The contention between Chancellors and other magnates was not confined to Ireland. The rivalry between the English Chancellor, Cardinal Beaufort, and Humphry Duke of Gloucester, the Protector, created serious riots in London in October 1425, and articles of impeachment were exhibited by the Duke against the Chancellor. [Lord Campbell’s Chancellors of England, vol. i. p. 336.]
Whether Archbishop Talbot considered the Primate, Dr. Swain, had supplanted him, in respect to the See of Armagh I cannot say, but a very hostile feeling prevailed between the Archbishop of Dublin and the Primate of all Ireland.
In D’Alton’s Memoir of Dr. Talbot, we read:- ‘In 1429, John Swain, Archbishop of Armnagh, having been surmmoned to appear in a Parliament held in the province of Leinster, made return that he could not personally attend without violation of his oath, taken at his consecration, to defend the rights of the See, and that he was impeded by the contradiction and rebellion of the Archbishop and Clergy of Dublin, on the articles of bearing his Cross, and asserting his Primatial Jurisdiction in the Province of Leinster.’ [D’Alton’s Lives of the Archbishops of Dublin.]
For many years a question of precedency was in dispute between the Prelates of Armagh and Dublin, which, however, was ultimately decided in favour of Armagh.
A more serious charge, however, at least one involving more penal consequences to the Chancellor Archbishop, was made in this year. Talbot had a Royal mandate, reciting, that the King was led to understand that divers of his Irish subjects, arrayed in arms, held unlawful meetings, and traversed the country from place to place, causing injury to the King, and his liege subjects, all which evil doings the Archbishop of Dublin was alleged to aid and abet; he was therefore commanded forthwith to put a stop to such meetings, and without fail to appear before the King and Privy Council at an early day, to answer such matters as might be charged against him. [Ibid. pp. l55.]

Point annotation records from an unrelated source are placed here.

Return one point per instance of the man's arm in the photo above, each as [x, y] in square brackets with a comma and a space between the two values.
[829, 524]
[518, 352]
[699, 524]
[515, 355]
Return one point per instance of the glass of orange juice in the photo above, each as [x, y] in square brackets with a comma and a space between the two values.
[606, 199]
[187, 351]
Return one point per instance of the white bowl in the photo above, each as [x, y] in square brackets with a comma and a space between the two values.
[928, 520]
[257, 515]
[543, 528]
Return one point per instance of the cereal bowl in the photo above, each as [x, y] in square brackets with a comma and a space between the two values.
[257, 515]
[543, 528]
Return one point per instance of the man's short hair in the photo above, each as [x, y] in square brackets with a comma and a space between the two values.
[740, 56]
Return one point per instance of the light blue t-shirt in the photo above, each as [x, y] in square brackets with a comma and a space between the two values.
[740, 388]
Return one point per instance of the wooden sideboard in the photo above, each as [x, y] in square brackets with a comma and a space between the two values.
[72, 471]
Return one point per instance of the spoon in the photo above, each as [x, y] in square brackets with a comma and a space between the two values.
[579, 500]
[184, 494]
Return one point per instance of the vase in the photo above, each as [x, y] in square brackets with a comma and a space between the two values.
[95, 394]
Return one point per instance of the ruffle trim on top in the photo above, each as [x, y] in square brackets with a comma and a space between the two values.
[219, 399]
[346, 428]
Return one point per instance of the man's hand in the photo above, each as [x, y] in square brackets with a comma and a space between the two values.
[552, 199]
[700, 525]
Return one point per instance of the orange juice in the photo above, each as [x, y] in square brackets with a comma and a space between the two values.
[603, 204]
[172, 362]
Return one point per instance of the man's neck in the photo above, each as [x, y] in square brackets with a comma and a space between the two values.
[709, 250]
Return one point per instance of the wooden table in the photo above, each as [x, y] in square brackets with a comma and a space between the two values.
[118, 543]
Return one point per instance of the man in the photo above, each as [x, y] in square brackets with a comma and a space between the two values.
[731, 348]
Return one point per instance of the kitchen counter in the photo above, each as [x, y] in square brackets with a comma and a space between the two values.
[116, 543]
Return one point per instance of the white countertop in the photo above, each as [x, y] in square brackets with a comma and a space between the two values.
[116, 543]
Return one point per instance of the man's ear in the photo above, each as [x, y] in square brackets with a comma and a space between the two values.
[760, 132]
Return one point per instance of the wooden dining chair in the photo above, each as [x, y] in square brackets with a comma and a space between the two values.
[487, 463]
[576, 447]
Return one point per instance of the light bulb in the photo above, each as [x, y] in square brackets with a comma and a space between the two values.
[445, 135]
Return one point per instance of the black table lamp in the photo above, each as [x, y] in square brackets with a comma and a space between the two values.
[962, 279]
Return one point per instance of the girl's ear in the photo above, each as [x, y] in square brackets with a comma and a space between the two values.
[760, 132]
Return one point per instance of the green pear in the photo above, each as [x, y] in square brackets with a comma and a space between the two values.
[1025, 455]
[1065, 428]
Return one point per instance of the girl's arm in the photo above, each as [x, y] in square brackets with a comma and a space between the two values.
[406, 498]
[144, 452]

It is hardly within my province to trace the ecclesiastical changes which the Archbishop promoted, and which are duly recorded in D’Alton’s work. [Ibid. pp. 155-6-7] He was about being superseded, but evidently was reluctant to part with the office of Lord Chancellor. It is related that, in 1432, Thomas Chase, who had been appointed his successor, presented his letters patent in the presence of Sir Christopher Plunkett the Lord Deputy, in the Chapter room of the house of the Dominicans, and required the Archbishop to deliver up the Great Seal, the Archbishop took exception to the letters patent, which he contended, did not sufficiently substantiate such an intention, and declined giving the same, but consigned the Seal to the custody of the Lord Deputy, until the King’s will should be better ascertained, and Talbot was allowed to remain Chancellor.